This week I’m in Krakow, Poland attending the International Federation of Infection Control (IFIC) Congress. It’s been a number of years (14 to be exact) since I last attended this conference. I’m attending this year because I am excited to announce that next year IPAC Canada will be hosting the conference in Quebec City, Canada. I’m also lucky enough to be sitting on the IPAC-Canada Scientific Planning Committee where, with IFIC representatives, we are jointly planning next year’s topics! Watch for updates on the IPAC Canada and IFIC websites.
My first introduction to IFIC was in 2003 at the conference in Malta. Having attended as many conferences as I have over the last 15 years, I can say that IFIC is one of my favorites (and not just because it’s an opportunity to travel to different countries). IFIC is an organization of Infection Preventionists from countries and associations from around the world. IFIC is a group where your country or your level of infection prevention sophistication does not matter. It’s a group where like minds come to learn, to share stories, to network and build life-long relationships. It’s been amazing getting to rekindle friendships and build new ones.
But, I’m not just here to make friends. I’m here to learn. I’m here so I can share my learnings with others when I speak at conferences, when I’m looking at designing a study and of course through the Talk Clean To Me blog. So what have I learned this week?

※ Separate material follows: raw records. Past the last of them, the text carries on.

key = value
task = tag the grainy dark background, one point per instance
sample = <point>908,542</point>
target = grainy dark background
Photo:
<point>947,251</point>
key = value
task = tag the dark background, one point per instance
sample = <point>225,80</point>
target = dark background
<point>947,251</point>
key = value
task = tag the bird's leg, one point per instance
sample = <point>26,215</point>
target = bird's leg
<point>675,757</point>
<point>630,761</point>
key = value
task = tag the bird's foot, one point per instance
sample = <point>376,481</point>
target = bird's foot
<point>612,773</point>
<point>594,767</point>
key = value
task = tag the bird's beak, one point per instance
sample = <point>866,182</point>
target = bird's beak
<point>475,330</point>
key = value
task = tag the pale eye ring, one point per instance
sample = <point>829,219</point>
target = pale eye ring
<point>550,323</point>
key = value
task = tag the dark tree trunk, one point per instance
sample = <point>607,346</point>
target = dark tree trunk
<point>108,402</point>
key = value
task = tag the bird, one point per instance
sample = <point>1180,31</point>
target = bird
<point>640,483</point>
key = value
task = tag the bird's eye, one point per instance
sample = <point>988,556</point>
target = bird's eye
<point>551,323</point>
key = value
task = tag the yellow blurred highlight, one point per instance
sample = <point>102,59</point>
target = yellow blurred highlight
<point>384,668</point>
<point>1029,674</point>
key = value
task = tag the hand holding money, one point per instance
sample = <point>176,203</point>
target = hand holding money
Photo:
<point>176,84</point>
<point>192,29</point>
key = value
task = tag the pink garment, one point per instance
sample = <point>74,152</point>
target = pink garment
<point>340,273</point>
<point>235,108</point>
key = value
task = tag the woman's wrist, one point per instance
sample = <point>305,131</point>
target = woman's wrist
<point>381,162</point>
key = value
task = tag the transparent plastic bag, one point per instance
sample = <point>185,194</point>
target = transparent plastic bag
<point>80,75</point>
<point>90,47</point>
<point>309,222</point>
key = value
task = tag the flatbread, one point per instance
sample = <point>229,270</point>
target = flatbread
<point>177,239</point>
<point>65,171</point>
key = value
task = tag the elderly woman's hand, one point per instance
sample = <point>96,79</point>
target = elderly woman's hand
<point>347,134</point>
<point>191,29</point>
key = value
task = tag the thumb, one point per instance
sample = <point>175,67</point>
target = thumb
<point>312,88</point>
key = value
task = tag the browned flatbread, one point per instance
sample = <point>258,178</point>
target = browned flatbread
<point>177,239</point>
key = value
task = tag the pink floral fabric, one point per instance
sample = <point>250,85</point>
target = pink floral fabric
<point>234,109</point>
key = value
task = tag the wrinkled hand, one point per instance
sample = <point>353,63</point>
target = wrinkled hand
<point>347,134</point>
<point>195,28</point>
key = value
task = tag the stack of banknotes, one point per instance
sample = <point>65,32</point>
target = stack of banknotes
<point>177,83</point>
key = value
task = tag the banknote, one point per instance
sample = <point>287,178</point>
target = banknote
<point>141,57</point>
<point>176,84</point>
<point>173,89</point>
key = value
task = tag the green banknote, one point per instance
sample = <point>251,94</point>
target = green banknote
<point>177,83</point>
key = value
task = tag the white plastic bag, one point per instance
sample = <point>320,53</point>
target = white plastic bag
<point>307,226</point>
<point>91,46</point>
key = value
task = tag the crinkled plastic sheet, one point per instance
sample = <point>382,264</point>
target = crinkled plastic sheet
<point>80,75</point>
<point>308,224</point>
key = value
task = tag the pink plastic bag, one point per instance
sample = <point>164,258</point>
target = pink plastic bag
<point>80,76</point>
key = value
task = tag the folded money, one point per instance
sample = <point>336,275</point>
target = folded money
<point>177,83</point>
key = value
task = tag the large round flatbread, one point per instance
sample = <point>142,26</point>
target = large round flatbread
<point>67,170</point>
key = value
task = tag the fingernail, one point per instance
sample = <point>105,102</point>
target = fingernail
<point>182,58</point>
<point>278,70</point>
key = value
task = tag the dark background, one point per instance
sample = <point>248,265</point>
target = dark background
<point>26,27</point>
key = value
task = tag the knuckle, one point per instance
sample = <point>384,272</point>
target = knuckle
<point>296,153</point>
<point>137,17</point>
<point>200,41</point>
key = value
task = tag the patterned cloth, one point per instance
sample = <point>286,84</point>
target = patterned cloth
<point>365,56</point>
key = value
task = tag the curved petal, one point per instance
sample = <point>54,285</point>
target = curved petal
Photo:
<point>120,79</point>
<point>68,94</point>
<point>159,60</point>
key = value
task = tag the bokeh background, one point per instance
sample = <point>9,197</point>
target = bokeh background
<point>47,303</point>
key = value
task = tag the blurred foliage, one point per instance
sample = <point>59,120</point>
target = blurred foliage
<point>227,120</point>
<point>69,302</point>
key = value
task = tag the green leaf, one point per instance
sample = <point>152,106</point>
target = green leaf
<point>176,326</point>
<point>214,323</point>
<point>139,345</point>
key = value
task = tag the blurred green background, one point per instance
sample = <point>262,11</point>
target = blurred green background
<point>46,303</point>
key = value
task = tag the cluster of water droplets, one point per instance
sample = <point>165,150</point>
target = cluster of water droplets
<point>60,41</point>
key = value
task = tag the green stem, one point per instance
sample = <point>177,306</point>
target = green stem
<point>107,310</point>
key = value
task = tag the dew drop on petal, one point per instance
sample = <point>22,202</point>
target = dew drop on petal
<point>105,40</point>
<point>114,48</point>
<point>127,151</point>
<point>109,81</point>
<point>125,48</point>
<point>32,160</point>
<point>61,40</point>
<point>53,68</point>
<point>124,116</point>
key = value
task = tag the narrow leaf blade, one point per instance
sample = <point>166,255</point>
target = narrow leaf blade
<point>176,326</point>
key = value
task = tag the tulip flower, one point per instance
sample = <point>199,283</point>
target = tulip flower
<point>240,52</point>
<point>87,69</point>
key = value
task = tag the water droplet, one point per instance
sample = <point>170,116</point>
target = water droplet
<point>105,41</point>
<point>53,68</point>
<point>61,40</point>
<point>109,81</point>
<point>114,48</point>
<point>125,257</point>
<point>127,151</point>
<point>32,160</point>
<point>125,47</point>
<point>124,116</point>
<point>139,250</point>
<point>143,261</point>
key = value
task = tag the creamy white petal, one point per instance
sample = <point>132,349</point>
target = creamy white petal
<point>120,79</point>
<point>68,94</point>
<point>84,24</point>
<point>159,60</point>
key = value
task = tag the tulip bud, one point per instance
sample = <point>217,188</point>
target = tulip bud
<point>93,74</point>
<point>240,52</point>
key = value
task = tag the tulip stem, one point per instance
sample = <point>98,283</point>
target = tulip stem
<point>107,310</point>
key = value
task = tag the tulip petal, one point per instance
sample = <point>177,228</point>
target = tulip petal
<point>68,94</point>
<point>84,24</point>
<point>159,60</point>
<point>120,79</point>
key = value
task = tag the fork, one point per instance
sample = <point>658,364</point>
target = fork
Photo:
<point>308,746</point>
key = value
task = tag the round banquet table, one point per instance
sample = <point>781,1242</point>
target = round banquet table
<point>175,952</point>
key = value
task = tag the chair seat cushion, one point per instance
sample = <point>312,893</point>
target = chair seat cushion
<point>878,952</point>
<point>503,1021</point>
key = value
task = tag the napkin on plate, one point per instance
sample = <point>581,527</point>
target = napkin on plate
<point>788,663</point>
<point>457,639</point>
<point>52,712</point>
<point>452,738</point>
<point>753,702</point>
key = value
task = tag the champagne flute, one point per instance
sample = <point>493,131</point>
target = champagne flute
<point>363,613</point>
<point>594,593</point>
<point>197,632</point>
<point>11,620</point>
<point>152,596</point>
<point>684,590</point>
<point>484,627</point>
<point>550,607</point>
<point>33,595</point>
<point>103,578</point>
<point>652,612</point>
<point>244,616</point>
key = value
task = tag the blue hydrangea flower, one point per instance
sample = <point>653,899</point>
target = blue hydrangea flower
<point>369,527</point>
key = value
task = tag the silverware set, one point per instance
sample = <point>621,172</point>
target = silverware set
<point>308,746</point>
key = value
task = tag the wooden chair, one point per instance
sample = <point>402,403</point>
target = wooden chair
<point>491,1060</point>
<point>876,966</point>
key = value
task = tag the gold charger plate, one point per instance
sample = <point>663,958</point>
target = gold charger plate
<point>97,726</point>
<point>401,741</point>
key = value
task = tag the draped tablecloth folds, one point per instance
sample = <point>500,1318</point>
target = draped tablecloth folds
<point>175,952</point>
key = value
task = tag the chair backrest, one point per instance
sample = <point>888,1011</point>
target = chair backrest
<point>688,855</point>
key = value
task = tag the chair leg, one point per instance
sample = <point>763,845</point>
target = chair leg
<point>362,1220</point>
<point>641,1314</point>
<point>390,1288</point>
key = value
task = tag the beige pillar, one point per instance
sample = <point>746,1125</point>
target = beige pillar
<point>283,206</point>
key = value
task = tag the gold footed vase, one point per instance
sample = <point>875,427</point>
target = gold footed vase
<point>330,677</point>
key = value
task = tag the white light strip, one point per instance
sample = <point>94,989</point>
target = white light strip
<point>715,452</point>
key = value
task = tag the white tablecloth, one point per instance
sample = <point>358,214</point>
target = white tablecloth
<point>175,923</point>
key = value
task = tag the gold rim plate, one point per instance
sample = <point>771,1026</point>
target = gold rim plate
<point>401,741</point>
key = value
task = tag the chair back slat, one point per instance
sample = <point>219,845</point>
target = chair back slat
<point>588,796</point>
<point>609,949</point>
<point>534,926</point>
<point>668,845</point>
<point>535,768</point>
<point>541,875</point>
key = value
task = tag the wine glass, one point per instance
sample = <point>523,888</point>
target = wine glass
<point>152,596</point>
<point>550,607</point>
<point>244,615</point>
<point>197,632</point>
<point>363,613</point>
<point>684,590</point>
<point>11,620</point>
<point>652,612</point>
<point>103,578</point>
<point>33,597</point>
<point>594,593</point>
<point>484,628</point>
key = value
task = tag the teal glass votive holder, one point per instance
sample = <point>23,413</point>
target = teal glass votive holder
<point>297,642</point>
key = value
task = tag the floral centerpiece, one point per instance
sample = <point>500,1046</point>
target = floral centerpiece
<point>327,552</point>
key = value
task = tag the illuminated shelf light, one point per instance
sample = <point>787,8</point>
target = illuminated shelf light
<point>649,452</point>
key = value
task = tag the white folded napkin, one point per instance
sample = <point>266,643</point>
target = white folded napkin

Too much for a blog so here are my top 3 sessions so far:
1. Prof Jacqui Reilly and Prof Kay Currie provided an afternoon workshop titled “Education & Training as a vehicle for change in IPC”. As both a trainer and speaker, the need to understand how to effectively design and deliver content is paramount. In the words of Woody Allen “Those who can’t do, teach. And those who can’t teach, teach gym.” How many times have we created what we think are amazing education presentations, handouts, flyers etc only to realize that the content or concepts were not absorbed or put into practice? It has nothing to with “you can’t train an old dog new tricks”, it has everything to do with how the material is presented. People learn differently; some are visual who want to work from lists, written instructions and be shown how to do things, some are auditory learners who say “tell me” and will be able to perform new tasks after listening to instruction and lastly some are kinaesthetic learners meaning the prefer to experience an try things out (you can identify them because they’re generally the ones who shove you out of the way to try it). I found out (well confirmed what I already suspected) that I have equal tendencies to all 3 ways of learning meaning the topic and / or my mood will determine which way I want to learn at any given time…. I can guarantee that I will be more mindful in how I develop content and strive to include a little bit of everything knowing that I won’t always have the luxury of knowing how my audience learns best.
2. Dr. Nizam Damani who was presented with the Ayliffe Award gave a lecture on ritualistic, wasteful and unsafe IPC practices. I was really a world tour reminding us that no country can claim to have perfect practices. People generally do not mean to be wasteful. People do not mean to work in a way that is unsafe and can harm the patients or themselves. People are habitual. They practice what they were taught or what they see others doing. As a disinfectant guru, the most shocking example was a facility who used Meropenem (an antibiotic given intravenously to treat bacterial infections) as a surface disinfectant – and not just any surface. It was used to disinfect a floor! As IPs we all have to wear our detective hats and always look for the unobvious.
3. Martin Egerth a Human Factors Expert from Lufthansa spoke about achieving a “safety first” culture in infection prevention and control introducing what the aviation industry does and has perfected for the last 25 years. I have so many notes and ideas from this session. Not just in terms of the parallels to healthcare and infection prevention, but for my company and how the concept could be put into manufacturing and logistics practices. It all comes down to having the right people with the right skills following the right processes. We also need to understand that continual training is needed. Perfection is not one and done. Building competencies and changing culture will not be immediate, it will take time to see the effect and it’s worth the effort to get there.
The conference is not over. Tomorrow I have a couple of topics that I’m looking forward to attend.
As always, thanks for reading! I know this week was a longer blog, but I think you visual learners will do just fine! If you’re an auditory learner give me a call and I’ll read the blog to you. If you’re a kinaesthetic learner, drop by the office, we can go for a walk and see if we can come up with novel hands-on ways for you to learn!